Advanced Production Considerations

* Outbox Table Maintenance: The outbox table will grow indefinitely. A cleanup job must run periodically to delete old, processed records. With the Debezium approach, once Debezium has read the WAL entry, the table row is no longer needed by the relay. You can have a simple background job that deletes rows older than a certain threshold (e.g., DELETE FROM outbox WHERE created_at < NOW() - INTERVAL '7 days').

* Message Schema and Evolution: Using raw JSON is brittle. In production, you should use a schema registry like Confluent Schema Registry with Avro or Protobuf. This enforces contracts between services and allows for safe schema evolution.

* Monitoring and Alerting: Critical metrics to monitor are:

* Debezium Lag: How far behind the database's current WAL position is the connector? High lag indicates a bottleneck in the relay.

* Kafka Consumer Lag: How far behind the topic's latest message is a consumer group? High lag indicates a slow or failing consumer.

* Outbox Table Size: A rapidly growing outbox table indicates the relay is failing or can't keep up.
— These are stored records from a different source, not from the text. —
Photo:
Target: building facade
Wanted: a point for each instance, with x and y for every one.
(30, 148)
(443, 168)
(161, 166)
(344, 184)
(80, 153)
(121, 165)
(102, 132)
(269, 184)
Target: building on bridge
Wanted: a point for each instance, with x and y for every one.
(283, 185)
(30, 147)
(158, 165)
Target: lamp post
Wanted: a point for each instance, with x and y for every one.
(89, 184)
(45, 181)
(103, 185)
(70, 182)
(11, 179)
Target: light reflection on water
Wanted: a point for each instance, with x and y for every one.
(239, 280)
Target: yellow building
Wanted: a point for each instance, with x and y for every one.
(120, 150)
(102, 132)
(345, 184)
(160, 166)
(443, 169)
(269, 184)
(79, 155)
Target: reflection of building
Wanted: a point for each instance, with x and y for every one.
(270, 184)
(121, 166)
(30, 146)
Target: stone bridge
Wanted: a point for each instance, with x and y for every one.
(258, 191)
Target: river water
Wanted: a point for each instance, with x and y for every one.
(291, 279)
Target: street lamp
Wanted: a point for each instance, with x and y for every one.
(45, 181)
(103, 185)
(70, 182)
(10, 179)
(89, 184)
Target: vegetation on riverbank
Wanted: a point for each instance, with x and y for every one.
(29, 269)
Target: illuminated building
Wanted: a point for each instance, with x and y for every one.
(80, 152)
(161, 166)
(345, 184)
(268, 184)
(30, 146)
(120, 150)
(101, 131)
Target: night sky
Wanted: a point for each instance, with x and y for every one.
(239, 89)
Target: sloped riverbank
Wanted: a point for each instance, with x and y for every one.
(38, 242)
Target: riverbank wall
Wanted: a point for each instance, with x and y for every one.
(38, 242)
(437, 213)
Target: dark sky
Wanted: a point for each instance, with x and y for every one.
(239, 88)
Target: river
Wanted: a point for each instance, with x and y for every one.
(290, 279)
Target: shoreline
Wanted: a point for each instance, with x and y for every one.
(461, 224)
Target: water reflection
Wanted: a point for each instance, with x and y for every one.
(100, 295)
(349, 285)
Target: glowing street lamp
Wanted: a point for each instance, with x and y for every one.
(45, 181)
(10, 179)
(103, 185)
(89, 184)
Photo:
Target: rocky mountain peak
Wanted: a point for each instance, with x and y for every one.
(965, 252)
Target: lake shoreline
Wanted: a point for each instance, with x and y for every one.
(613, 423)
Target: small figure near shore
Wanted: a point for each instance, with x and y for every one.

* Dead Letter Queue (DLQ) Depth: Configure your consumers to send un-processable messages ("poison pills") to a DLQ after a few failed retries. An alert on a non-zero DLQ depth is essential.

Message Ordering: Kafka guarantees ordering within a partition*. By default, messages are partitioned by key. By using the aggregate_id (e.g., order_id) as the Kafka message key, you ensure that all events related to a specific order go to the same partition and are processed in the order they were produced.

Conclusion

The Choreography Saga pattern, when combined with the Transactional Outbox and a CDC-based relay like Debezium, provides a robust, scalable, and resilient solution for managing distributed transactions. It achieves atomicity at the service level, guarantees at-least-once event delivery, and promotes loose coupling between services.

However, this power comes at the cost of complexity. It requires careful implementation of idempotent consumers, designing compensating transactions for all failure paths, and robust monitoring of the entire event pipeline. It is not a pattern to be used for every multi-service interaction, but for core business processes where eventual consistency is acceptable and the atomicity of the entire workflow is non-negotiable, it is an indispensable tool in the senior engineer's arsenal.